Amongst my collection of cameras is a plastic lomo film camera. It doesn’t need batteries since there is nothing automated about it. There is no precision lenses or focusing. There is no setting shutter speed or F stop. If you forget to advance the film with the roller wheel, you can take an image over the top of another. Multiple exposure images can be a lot of fun. The fact that the camera view finder doesn’t go through the same lens the image is taken through means that producing two images on a single piece of film can be very challenging.
Today I found Fusioncam for the iPhone. At first glance, it looks like another photo app that mimic a film camera with buttons, image filters at point of the picture being taken and delays while image is ‘developed’. Cuteness aside, I was very excited to see that it handled multi exposure image taking.

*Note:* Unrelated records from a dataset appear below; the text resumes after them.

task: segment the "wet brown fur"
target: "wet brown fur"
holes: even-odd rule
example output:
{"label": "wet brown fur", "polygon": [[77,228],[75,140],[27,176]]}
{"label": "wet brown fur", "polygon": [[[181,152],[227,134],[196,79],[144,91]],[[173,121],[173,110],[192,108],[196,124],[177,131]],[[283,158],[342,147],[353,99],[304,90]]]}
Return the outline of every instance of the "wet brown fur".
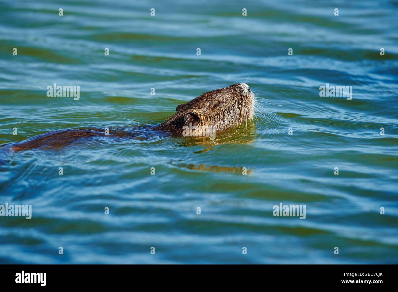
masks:
{"label": "wet brown fur", "polygon": [[197,127],[212,126],[216,132],[224,131],[252,118],[254,101],[249,86],[236,83],[180,104],[176,114],[154,129],[181,135],[184,126],[191,123]]}
{"label": "wet brown fur", "polygon": [[[152,129],[181,135],[184,126],[189,126],[190,123],[197,126],[211,126],[215,127],[216,132],[226,130],[253,117],[254,98],[249,86],[244,83],[205,92],[179,105],[176,114]],[[4,148],[14,152],[45,146],[59,148],[81,138],[104,135],[103,130],[99,129],[60,130],[5,145]]]}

The controls in Fusioncam are simple but get the job done. Looking at the opening screen, left to right. The ‘S’ is for logging into the Steply sharing social network. Next is the large shutter button with the camera type lever on it’s side. To the right is the camera flash control and the switch to take a single image or a multi-exposure. Leave the exposure switch to ‘1’ for your first shot, then move to ‘2’ for the second layer.

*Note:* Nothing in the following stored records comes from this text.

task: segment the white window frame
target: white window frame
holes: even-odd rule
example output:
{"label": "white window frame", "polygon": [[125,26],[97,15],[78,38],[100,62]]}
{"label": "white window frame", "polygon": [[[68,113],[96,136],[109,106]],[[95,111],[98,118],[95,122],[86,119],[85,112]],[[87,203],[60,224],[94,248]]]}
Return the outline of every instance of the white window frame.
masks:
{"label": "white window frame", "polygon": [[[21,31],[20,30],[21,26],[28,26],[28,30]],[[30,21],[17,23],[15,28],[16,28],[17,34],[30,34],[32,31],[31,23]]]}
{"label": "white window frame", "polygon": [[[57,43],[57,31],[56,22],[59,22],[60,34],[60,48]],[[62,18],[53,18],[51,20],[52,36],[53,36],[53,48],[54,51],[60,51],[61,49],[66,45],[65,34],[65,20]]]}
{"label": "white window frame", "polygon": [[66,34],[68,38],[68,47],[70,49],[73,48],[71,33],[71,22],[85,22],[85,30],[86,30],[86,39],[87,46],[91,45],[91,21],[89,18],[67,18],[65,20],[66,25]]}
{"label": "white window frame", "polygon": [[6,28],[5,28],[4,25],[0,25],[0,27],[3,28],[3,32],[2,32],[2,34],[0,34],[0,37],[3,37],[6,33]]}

Along the bottom is access to your ‘settings’ area, the camera/gallery is for getting to Fusioncam’s saved images and the ‘?’ is for the tools description overlay.

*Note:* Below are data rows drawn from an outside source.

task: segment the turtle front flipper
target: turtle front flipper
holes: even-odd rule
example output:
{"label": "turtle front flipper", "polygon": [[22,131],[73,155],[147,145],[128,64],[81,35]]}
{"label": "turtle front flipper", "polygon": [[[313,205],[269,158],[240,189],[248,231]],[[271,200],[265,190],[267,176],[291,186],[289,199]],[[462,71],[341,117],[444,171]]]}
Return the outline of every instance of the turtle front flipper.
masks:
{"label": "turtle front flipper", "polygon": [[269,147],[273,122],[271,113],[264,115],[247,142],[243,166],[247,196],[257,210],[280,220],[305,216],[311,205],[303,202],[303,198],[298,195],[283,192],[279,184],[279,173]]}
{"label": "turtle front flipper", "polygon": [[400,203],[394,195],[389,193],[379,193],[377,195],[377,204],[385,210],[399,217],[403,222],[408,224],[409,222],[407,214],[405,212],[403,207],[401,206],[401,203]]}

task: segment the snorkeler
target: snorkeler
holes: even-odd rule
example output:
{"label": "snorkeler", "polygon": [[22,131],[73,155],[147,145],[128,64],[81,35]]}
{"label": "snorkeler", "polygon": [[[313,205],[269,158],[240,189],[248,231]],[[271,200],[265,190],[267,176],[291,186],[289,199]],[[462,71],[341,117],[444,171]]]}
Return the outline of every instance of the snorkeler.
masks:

If you wish to use the first image as an dual exposure top image on a second image, move the button on the far right up so it reads ‘2’. The initial image will show on the screen so you can look through it and see exactly how your Fusioncam resulting image will look. Snap the image when you have what your looking to create.
You may have noticed the lever with a small blue dot next to the big blue shutter button. In the above image, it is in the #1 position. Tapping it, you can swing it downward to two more positions. Each position changes the image at the time you take a picture with Fusioncam. The viewfinder image does not change when you move the lever from one position to another. Other than the arm, there is nothing else in the app to tell you what adjustment you made. Below are the resulting images 1, 2 and 3 in that order.
When in the Gallery area (film roll), images can be viewed swiping up/down through the roll. An image taken with Fusioncam is automatically saved to this area.
The Multi Exposure picture is the second image saved to the Fusioncam’s camera roll. There is not an option to save the second image taken as a stand long image. Fine with me. The buttons along the bottom of the ‘Gallery’ view: Develop = save to your iPhone’s library, Share = share out to social networks, Trash Can = deletes the image being views, and the Trash All removes all the images in Fusioncam’s Gallery area.
The only negative so far is the image taken in landscape view is saved to the iPhone library the way it was taken, Fusioncam does not offer any adjustments to images after they are taken. Just like my plastic film camera…
After you rotate the image, just a simple photo taken with Fusioncam is pretty nice.
While you are able to use the big Share button to share images with the popular social networks, the developers of Fusioncam also do Steply which is a network they would like you to use for your photo creation sharing.